Variations in the target allocation is determined by the portfolio managers’ assessment of business, economic, and capital market conditions, and particularly by our ability to find equity securities that are “attractively” valued. Active allocation shifts between fixed income and equity portions of the balanced portfolio are assessed monthly or more frequently, depending on market conditions. A minimum shift in weighting of 5% is considered to implement a change in active asset allocation.
The central thesis of Value Architects’ approach to capital markets is to purchase equity securities whose market value is significantly below our determination of their intrinsic value. This approach, originally espoused by Benjamin Graham and later promulgated by Warren Buffet, is also known as a Margin of Safety approach. Changes in our fixed income allocations relate to the availability of equity securities that meet our margin of safety requirements, risk reduction for the overall portfolio, augmentation of portfolio income, and reduction of overall portfolio volatility.
Fixed Income Security Selection
The emphasis of security selection is credit quality and predictability of cash flows. Ordinarily, securities issued by the U.S. government and its agencies will constitute a majority of the fixed income portfolio. Mortgage-backed securities and asset-backed securities are not used because of the uncertainty in predicting their cash flows. Tax efficiency is also a primary consideration and the relative value of tax-free versus taxable securities is monitored. Should tax-free securities be used (when applicable), only investment grade or insured securities are selected.
Typically, the structure of the fixed income portfolio is achieved through laddering. Laddering involves building a portfolio of bonds with staggered maturities so that a portion of the portfolio will mature each year or every several years. To maintain the ladder, principal that comes in from currently maturing bonds is typically re-invested in bonds with longer maturities within the range of the bond ladder (ordinarily up to 10 years maturity.) The primary goal of the laddered bond portfolio structure is to achieve a total return over all interest rate cycles that compares favorably to the total return of a long-term bond, but with less market price and reinvestment risk.
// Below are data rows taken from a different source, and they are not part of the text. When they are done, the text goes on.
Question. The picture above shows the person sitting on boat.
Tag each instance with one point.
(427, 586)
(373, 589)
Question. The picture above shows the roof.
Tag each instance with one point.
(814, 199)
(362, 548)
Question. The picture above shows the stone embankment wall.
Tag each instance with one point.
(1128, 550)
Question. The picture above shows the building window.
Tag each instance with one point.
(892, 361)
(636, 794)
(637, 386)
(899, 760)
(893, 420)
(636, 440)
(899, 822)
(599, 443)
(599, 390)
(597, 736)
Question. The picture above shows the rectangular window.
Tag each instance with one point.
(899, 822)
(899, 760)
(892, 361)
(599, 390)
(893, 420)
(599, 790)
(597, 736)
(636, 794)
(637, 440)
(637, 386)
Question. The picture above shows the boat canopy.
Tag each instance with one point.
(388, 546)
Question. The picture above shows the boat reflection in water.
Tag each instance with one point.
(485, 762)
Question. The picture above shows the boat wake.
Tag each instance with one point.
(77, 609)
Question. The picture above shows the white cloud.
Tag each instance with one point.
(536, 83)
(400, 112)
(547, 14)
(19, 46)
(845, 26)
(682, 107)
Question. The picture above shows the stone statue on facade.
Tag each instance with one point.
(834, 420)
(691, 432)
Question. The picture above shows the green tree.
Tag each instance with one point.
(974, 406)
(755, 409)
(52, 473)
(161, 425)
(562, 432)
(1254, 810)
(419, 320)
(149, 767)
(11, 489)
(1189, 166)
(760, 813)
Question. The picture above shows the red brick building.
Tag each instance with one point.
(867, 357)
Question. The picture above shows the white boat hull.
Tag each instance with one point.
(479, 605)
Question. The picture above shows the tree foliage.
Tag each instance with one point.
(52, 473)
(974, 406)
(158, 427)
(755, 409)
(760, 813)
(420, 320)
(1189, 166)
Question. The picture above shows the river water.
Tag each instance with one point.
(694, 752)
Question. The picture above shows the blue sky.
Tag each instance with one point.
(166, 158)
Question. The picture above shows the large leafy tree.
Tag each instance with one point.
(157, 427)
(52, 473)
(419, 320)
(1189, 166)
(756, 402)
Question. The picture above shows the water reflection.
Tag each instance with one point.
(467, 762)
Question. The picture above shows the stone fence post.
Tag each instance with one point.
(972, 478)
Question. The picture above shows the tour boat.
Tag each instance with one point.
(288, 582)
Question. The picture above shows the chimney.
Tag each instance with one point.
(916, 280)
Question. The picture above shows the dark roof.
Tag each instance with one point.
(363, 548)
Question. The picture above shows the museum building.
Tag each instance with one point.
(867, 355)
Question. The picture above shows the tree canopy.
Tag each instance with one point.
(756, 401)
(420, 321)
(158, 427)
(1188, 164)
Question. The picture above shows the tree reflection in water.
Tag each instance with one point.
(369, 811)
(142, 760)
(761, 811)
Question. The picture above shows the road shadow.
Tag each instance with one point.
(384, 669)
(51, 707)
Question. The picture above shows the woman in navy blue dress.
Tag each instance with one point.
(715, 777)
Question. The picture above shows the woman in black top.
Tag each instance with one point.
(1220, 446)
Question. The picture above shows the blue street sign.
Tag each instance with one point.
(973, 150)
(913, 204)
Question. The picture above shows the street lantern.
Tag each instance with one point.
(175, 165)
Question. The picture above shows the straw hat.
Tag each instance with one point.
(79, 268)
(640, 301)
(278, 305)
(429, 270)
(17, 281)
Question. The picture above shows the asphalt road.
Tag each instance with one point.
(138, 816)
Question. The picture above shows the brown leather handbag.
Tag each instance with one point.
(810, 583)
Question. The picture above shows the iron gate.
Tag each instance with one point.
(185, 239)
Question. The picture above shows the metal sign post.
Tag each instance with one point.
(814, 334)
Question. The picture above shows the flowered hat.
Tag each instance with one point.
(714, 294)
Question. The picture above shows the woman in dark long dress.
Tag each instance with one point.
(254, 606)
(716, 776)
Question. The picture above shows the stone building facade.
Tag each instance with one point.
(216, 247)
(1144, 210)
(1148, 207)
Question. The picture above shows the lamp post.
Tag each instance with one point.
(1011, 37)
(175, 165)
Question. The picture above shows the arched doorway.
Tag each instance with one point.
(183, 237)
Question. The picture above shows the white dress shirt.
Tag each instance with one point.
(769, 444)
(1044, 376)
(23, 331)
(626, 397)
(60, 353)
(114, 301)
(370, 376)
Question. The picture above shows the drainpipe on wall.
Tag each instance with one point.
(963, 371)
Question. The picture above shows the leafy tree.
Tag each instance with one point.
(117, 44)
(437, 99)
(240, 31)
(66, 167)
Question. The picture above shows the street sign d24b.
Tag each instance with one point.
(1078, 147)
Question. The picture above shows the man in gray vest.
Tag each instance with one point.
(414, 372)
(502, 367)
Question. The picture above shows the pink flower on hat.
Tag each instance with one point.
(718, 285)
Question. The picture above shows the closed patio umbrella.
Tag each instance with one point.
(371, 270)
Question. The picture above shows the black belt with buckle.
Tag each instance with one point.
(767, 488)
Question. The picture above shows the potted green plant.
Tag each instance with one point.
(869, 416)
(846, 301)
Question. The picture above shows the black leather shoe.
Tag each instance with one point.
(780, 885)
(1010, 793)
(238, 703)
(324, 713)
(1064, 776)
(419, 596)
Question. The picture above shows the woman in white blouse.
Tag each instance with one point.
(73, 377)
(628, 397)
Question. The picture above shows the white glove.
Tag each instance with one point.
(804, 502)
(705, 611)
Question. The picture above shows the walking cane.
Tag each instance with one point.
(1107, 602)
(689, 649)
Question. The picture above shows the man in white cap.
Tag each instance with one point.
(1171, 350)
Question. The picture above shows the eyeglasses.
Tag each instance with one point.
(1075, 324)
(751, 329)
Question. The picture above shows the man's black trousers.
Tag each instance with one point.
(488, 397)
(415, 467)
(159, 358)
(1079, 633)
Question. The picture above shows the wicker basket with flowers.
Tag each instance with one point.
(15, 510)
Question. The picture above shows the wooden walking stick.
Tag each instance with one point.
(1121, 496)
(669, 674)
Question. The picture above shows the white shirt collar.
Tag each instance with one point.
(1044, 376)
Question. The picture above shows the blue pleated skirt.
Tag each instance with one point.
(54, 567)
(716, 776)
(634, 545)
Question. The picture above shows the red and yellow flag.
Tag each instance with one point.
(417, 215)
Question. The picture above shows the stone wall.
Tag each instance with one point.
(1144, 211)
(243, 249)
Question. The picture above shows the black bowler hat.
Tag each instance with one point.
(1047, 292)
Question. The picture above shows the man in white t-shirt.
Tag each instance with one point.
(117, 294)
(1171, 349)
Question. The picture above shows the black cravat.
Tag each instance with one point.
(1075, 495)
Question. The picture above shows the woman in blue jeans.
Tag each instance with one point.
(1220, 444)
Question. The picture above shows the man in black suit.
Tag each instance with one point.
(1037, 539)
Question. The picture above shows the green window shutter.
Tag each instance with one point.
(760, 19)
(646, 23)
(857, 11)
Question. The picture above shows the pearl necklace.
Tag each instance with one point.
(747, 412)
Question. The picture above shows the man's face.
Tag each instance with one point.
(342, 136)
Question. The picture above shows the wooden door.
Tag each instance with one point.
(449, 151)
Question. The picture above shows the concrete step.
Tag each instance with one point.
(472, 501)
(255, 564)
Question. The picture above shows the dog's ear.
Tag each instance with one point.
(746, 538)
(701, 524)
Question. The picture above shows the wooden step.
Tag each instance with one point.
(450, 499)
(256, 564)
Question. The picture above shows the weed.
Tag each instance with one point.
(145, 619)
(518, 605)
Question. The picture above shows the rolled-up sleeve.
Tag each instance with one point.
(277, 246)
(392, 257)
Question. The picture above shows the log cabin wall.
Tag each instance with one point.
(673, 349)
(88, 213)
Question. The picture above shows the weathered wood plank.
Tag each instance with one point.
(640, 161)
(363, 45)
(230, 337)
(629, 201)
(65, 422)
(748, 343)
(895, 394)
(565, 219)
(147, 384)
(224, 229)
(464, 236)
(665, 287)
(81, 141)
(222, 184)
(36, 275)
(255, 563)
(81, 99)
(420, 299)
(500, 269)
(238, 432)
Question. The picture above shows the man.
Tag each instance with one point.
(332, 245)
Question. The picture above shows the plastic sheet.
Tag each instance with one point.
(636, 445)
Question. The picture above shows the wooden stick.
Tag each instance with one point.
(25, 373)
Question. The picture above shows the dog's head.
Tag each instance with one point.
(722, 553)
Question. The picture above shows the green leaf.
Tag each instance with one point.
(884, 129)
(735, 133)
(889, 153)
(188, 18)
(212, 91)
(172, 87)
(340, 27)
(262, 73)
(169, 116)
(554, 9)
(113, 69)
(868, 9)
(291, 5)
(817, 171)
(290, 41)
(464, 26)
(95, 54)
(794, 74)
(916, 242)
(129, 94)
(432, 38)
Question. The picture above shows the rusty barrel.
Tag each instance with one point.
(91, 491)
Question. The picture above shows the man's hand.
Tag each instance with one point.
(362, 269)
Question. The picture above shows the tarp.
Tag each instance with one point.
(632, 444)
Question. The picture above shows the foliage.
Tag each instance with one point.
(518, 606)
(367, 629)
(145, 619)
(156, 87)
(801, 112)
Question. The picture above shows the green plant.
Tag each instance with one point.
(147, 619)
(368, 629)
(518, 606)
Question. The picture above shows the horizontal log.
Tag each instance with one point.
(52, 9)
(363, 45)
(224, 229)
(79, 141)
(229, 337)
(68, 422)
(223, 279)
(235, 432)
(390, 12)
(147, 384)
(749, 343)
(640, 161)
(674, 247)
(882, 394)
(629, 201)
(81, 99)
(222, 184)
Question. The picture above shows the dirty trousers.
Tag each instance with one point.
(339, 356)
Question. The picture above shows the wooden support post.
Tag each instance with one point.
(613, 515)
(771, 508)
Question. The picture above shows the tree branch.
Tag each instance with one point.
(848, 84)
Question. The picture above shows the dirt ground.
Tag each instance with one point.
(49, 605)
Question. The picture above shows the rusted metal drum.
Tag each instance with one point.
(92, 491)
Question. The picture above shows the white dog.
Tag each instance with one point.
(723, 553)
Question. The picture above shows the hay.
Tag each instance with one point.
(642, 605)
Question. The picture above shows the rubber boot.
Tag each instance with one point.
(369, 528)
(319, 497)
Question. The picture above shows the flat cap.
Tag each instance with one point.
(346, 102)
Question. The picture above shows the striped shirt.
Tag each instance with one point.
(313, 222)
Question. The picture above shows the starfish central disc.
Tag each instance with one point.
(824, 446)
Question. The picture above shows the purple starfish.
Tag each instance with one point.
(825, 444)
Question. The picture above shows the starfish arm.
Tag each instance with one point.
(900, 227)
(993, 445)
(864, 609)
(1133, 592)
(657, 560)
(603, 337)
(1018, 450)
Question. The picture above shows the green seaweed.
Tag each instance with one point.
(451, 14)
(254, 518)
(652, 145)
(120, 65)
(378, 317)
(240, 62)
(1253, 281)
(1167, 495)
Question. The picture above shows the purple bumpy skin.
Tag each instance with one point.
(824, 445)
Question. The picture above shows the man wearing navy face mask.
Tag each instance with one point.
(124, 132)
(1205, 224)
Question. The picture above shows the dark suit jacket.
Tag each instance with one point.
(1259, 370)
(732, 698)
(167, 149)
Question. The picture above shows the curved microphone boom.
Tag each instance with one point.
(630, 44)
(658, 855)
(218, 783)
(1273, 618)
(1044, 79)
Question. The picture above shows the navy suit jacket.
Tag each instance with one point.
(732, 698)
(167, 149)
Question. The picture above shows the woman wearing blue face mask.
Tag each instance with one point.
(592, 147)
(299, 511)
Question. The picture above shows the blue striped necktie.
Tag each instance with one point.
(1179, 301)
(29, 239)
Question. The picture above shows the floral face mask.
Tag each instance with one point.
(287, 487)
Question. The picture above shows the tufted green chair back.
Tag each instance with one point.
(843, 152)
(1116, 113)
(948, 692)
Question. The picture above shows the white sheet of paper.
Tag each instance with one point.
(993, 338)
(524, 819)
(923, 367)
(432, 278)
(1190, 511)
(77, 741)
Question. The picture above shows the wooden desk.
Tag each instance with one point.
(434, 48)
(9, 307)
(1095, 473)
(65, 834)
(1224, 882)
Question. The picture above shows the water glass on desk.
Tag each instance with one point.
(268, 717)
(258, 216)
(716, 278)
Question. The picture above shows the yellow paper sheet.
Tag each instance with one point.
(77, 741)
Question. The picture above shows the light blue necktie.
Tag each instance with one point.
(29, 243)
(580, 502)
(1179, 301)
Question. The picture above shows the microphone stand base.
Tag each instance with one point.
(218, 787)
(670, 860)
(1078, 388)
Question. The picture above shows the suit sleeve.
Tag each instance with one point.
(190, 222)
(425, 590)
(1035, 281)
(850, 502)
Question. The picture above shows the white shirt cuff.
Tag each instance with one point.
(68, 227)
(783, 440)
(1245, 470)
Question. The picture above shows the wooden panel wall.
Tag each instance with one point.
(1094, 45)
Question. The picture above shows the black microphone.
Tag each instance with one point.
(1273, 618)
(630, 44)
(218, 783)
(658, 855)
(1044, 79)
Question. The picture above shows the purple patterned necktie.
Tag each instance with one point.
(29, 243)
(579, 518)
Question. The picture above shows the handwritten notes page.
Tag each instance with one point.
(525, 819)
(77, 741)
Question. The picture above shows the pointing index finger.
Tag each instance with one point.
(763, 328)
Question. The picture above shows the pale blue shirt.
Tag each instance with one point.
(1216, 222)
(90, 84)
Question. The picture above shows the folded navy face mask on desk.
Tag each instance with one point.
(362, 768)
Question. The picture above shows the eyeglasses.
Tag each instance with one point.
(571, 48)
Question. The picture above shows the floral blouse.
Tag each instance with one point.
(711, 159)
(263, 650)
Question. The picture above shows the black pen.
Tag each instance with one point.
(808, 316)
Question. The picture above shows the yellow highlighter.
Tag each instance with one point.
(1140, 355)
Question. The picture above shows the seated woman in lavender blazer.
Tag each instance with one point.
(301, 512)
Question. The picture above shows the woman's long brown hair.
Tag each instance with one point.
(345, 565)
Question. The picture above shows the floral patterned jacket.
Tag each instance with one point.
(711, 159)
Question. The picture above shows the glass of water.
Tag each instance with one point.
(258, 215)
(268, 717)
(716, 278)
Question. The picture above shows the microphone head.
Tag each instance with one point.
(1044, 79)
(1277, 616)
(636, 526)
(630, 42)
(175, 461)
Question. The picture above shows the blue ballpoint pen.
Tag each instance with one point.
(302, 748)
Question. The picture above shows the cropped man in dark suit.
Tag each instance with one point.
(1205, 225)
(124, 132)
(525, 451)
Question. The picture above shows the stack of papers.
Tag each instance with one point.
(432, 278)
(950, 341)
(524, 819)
Such a strategy avoids the risk inherent in interest-rate anticipation strategies.
Value Architects prefers to confine business risk to the equity allocation of the total portfolio. Under exceptional circumstances, when valuation warrants, investment grade corporate fixed income securities may be purchased for up to 25% of the total fixed income allocation. Under these circumstances, overall sector and company exposure from both fixed income and equity allocations will be considered to minimize risk.
Equity Security Selection
The criteria for stock selection within the Balanced Account portfolio are identical to those of our All Cap Equity portfolios. Financial health and soundness is a primary consideration, and is generally evidenced by a history of free cash flow generation, and favorable comparison to industry returns on invested capital. Purchase of securities at a discount to our calculation of intrinsic value reduces the risk of overpaying.
Portfolios are diversified across S&P defined sectors, typically having exposure across a minimum of seven of the ten sectors. At a minimum, portfolios will contain at least twenty equity securities. Individual equity position weightings will be a minimum of 2% and a maximum of 10%.